O'Donohue said the traditional boundaries many organisations use to classify threats are becoming less useful as systems become more connected.
"This is especially important for organisations that deliver essential services. A weakness in a supplier environment can become a cyber security issue. A cyber incident can become a service delivery issue. And an operational failure can become a public confidence issue. The boundaries organisations have traditionally drawn around these risks are becoming less useful," O'Donohue said.
Beyond compliance
For operators, the new rules bring an obvious compliance burden, but they also reflect a broader push to test whether organisations understand how disruption could spread across systems, partners and frontline services. The focus is not only on preventing incidents, but also on understanding dependencies and maintaining continuity when failures occur.

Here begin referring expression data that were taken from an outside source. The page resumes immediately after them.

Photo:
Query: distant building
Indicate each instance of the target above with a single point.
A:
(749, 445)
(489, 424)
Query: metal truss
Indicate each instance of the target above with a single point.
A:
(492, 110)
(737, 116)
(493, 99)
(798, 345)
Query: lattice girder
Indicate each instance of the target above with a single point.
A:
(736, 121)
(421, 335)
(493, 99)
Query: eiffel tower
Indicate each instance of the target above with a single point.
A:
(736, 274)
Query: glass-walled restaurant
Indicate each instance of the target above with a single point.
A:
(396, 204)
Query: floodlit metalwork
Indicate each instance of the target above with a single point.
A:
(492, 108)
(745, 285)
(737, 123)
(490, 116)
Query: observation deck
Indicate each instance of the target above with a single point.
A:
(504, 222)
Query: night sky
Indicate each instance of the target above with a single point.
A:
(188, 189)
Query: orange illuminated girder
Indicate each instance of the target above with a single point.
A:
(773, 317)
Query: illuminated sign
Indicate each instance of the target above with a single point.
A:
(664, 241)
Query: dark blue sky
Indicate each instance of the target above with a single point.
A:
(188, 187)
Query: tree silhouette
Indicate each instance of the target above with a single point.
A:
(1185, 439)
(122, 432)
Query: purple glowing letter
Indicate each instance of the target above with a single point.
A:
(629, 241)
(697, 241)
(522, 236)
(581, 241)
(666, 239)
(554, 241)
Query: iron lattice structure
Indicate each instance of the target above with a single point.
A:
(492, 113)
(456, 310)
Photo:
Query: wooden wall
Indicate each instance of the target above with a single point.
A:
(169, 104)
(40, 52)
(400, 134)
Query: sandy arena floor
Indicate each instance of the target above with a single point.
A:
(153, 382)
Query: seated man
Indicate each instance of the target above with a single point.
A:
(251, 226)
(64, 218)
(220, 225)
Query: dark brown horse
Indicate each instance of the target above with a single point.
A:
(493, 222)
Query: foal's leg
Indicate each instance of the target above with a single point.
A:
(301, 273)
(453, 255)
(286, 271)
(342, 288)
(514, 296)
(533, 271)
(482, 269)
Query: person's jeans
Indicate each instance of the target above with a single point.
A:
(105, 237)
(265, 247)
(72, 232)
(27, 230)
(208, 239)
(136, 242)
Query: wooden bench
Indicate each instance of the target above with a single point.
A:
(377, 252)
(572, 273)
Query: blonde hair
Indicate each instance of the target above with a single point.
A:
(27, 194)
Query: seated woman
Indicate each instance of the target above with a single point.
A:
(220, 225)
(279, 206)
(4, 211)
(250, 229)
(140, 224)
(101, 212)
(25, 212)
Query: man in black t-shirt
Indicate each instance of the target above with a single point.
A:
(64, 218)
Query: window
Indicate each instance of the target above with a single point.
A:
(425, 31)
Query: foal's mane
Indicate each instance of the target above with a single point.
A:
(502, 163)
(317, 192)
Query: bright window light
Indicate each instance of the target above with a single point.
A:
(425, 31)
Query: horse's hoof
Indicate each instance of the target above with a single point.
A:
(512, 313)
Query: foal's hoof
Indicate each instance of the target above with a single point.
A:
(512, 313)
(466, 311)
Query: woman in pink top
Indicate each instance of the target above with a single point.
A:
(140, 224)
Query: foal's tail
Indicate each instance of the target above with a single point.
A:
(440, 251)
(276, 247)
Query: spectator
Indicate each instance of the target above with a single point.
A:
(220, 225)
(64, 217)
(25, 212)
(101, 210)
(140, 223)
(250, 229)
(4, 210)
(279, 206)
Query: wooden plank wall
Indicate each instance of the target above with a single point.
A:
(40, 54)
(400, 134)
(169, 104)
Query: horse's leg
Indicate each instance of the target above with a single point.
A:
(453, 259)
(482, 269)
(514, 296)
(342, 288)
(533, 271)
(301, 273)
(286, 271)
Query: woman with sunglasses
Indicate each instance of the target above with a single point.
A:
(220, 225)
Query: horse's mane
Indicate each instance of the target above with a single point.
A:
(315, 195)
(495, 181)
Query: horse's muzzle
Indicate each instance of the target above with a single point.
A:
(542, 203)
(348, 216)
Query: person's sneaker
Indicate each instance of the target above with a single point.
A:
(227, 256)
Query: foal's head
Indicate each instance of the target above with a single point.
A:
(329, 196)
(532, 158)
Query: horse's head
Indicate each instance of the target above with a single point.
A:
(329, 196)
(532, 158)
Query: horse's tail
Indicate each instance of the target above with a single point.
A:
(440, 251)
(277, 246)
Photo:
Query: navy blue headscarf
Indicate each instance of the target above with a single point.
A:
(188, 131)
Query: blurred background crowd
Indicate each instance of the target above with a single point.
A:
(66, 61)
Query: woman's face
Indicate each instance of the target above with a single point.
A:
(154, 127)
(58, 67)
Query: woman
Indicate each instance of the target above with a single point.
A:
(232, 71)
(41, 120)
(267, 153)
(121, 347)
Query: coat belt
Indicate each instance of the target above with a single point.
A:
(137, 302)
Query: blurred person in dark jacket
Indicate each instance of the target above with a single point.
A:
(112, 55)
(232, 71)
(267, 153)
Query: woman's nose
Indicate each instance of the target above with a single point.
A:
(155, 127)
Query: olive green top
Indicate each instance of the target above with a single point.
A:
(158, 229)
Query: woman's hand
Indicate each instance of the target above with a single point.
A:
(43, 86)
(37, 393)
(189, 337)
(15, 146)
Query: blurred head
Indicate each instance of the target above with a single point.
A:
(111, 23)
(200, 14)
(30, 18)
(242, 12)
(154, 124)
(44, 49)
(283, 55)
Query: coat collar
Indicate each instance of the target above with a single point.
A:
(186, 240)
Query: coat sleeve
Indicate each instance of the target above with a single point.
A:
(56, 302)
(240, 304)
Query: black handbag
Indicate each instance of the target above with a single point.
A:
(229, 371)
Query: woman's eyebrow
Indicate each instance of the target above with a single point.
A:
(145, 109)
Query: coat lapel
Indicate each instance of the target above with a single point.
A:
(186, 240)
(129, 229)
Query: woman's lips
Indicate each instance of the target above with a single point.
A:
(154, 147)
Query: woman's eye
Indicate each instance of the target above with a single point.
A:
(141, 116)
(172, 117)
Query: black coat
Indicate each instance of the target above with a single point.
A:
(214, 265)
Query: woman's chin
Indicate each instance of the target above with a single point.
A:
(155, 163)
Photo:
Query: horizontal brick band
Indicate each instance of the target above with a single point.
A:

Kinetic IT's Sovereign Technology Report found that government and critical infrastructure leaders are under pressure to modernise systems, improve resilience, strengthen cyber defences and prepare for AI adoption while keeping essential services running. It also pointed to growing attention on accountability, operational continuity and response arrangements in high-consequence environments.
"For organisations managing critical assets across energy, water, transport and communications, this is an opportunity to think about resilience differently - not as a collection of controls, but as an organisational capability that spans technology, people, partners and operations," O'Donohue said.
Implementation window
The staggered timetable gives operators time to review their exposure and decide where early work is most urgent. That may include identifying legacy systems that are difficult to patch, mapping critical suppliers, reviewing access controls and testing whether cyber and operational teams share the same view of core risks.
Organisations that delay, however, may face a compressed program of work as the first obligations draw nearer. The design of the rules suggests regulators expect operators to use the transition period to build a more complete picture of how service disruption could affect communities and public confidence.
"The timeline is realistic if organisations start now. With the first obligations landing in mid-2027 and the cyber framework and supply chain measures following in mid-2028, there is room to do this well, but only for those who begin early. The organisations that will be in the strongest position are those that use this moment to develop a clearer picture of where disruption is most likely to have real-world impact on services, communities and public trust," O'Donohue said.
"For critical infrastructure operators, the value of the Enhanced CIRMP Rules will not be measured by compliance alone. It will be measured by whether organisations can keep essential services running when conditions are difficult," O'Donohue said.